A similar situation exists in Local Authorities women make up 70 per cent of the Local Authority workforce but only 21 per cent of chief executives and only 30 per cent of senior managers.
In the private sector the statistics are even more depressing. A recent report by management consultants Deloitte found that 20 per cent of companies in the FTSE 100 had no women on their board. Most revealing in terms of the commitment to change is the fact that the proportion of women on boards has only increased from 5 per cent to 9 per cent in ten years.
The public sector may be further ahead in making a reality of equal opportunity rhetoric but these statistics show that there is a problem with management culture across all sectors.
The management culture at Gatwick Airport as revealed in the TV documentary Inside Gatwick may give us an insight into how those top 100 organisations are really run - and don’t forget the public sector is always being compared to successful private sector organisations.
Just because public sector managers would be much more careful about making comments about female staff that doesn’t mean that they don’t share some of their views on how staff should be managed.
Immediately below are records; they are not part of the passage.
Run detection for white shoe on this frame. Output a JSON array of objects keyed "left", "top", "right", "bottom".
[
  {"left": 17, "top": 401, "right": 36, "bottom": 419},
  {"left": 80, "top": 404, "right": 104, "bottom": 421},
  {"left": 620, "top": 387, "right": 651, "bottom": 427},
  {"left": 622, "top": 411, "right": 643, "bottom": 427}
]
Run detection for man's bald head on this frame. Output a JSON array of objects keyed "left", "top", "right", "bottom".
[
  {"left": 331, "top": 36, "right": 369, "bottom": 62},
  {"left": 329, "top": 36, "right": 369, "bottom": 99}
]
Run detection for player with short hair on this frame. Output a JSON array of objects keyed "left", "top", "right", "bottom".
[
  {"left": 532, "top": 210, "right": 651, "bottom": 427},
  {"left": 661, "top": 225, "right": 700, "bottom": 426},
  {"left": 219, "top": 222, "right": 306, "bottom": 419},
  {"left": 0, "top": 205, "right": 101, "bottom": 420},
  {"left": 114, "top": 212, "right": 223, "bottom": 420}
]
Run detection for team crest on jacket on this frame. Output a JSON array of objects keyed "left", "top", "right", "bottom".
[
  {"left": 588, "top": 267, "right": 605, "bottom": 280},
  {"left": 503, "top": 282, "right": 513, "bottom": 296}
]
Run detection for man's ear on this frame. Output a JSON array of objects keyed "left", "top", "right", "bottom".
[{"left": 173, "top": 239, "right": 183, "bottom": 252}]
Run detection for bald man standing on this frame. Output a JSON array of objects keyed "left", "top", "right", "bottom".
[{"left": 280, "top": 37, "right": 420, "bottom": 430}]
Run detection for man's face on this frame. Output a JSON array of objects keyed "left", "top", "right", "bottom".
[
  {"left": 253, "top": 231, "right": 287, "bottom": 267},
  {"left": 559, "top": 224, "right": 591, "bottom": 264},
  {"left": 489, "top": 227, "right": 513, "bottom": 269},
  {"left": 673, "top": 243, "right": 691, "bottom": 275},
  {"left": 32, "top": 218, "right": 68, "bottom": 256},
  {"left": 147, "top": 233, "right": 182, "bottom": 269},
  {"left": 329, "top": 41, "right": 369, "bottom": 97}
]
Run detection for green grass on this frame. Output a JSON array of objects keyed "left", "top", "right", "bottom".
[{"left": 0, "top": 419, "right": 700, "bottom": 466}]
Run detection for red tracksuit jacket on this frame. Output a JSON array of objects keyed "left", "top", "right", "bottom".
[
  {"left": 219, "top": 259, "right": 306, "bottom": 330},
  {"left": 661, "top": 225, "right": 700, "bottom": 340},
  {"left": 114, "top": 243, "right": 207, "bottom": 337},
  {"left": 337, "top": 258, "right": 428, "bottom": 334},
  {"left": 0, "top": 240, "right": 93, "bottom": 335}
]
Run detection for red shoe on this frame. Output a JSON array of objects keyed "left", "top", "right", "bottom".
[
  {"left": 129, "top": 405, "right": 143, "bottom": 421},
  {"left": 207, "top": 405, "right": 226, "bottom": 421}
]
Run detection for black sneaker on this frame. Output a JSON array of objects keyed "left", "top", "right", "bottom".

Could it be, though, that the reasons why progress remains depressingly slow in public and private sectors is the persistence of a macho management culture. Could it be that in a climate of brutal budget cuts it is all to easy for the management culture to become one which uses fear and blame to motivate people, where success is measured in the short term, and competition takes president over cooperation. Could it be that despite commissioning being a new activity in the NHS the harsh financial climate means the same type of managers with the same type of leadership style are sought after?